Enterrement de seconde

mis en ligne le 16 septembre 2010
Tirant tête hors du trou, qu’entends-je ? C’est enfin la rentrée, les mômes ! La vraie, la seule rentrée qui vaille, non celle des bahuts et mièvres cours d’écoles aux préaux glauquissimes, non, mais la rentrée littéraire ! Lecteur compulsif-boulimique, dévoreur assumé de pavés sitôt imprimés que mangés par les yeux, tu seras, cette année, servi comme jamais : 701 romans et pas moins de 300 essais t’attendent à l’étal des charcuteries-librairies. C’est beaucoup ? Certes, c’est énorme et ridicule, étant bien entendu qu’une poignée de stars totalisent l’essentiel des ventes, condamnant de fait de pauvres opus à ne jamais trouver leur public. Ainsi la graphomane Nothomb squattera-t-elle les devantures, entre les tranches de lard et ce mauvais cochon d’islamophobo-bof Houellebecq. Alain Minc, à l’essai, nous gratifie lui d’une « histoire politique des intellectuels », dont on s’accordera le droit de penser, sans l’avoir lu, le plus grand mal – pensez-vous sérieusement que les tresseurs de lauriers ont pris, eux, le temps de l’ouvrir ? Écoutons son auteur : « Il faut absolument préserver le modèle de l’intellectuel français, parce que c’est douillet. » Plus tard, et comme subitement frappé d’un éclair d’objectivité, Minc avoue en un souffle : « Je suis un intellectuel de pacotille, un intellectuel à temps plein. » À tremplin ? Cela va sans dire. Puis, c’est au tour de Philippe Manière, le journaleux qui ce matin-là lui servait la bonne soupe, de commettre cette sortie-déroute : « Je suis intimement persuadé que nous sommes tous des intellectuels, sauf bien évidemment ceux qui sont complètement idiots. » Y’a pas à dire : ça vole haut.
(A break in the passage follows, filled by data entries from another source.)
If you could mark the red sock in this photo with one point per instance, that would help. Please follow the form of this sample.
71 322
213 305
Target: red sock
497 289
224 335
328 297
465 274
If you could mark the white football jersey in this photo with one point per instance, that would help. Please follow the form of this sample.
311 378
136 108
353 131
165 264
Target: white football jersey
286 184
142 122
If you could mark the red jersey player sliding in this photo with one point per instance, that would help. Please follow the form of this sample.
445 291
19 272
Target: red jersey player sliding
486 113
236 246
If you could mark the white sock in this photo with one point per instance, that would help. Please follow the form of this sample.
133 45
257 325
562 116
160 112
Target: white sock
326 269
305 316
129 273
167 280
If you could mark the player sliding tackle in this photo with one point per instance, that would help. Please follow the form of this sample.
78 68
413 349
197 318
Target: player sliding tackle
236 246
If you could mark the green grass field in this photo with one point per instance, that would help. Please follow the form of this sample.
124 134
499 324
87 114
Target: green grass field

Autre rentrée, la syndicale. Battre le pavé plutôt que de le desceller, voilà l’erreur, recommencée. Le pouvoir ne s’y trompe pas, qui nous enfle au fur et à mesure, baudruches défilant au rythme des slogans gnangnans. Mardi dernier un amendement voté en commission et en catimini (pléonasme) prévoyait par exemple une refonte de la médecine du travail : « Les missions définies seront exercées par les médecins, sous l’autorité de l’employeur. » Autorité ? Employeur ? On imagine sans peine, à terme, le résultat. Voilà comment, profitant d’une fenêtre de tir ouverte à tous les mauvais vents, les azimutés du Sarkozystan-pour-mille-ans s’empressent de dézinguer à tout-va. Mais c’est qu’« il s’agit de l’intérêt supérieur du pays », s’étrangle en un sanglot Copé. « On est en train de changer d’époque », s’emballe-t-il, « la réforme, c’est un rendez-vous pour la nation. » C’est ballot parce que moi, je l’attendais à La Bastille. Et tandis que je glandais à l’abri du Génie, une petite vieille est passée, en murmurant à sa copine : « Dans les manifs, on voit toujours les mêmes. C’est comme aux enterrements. » De seconde, là, l’enterrement.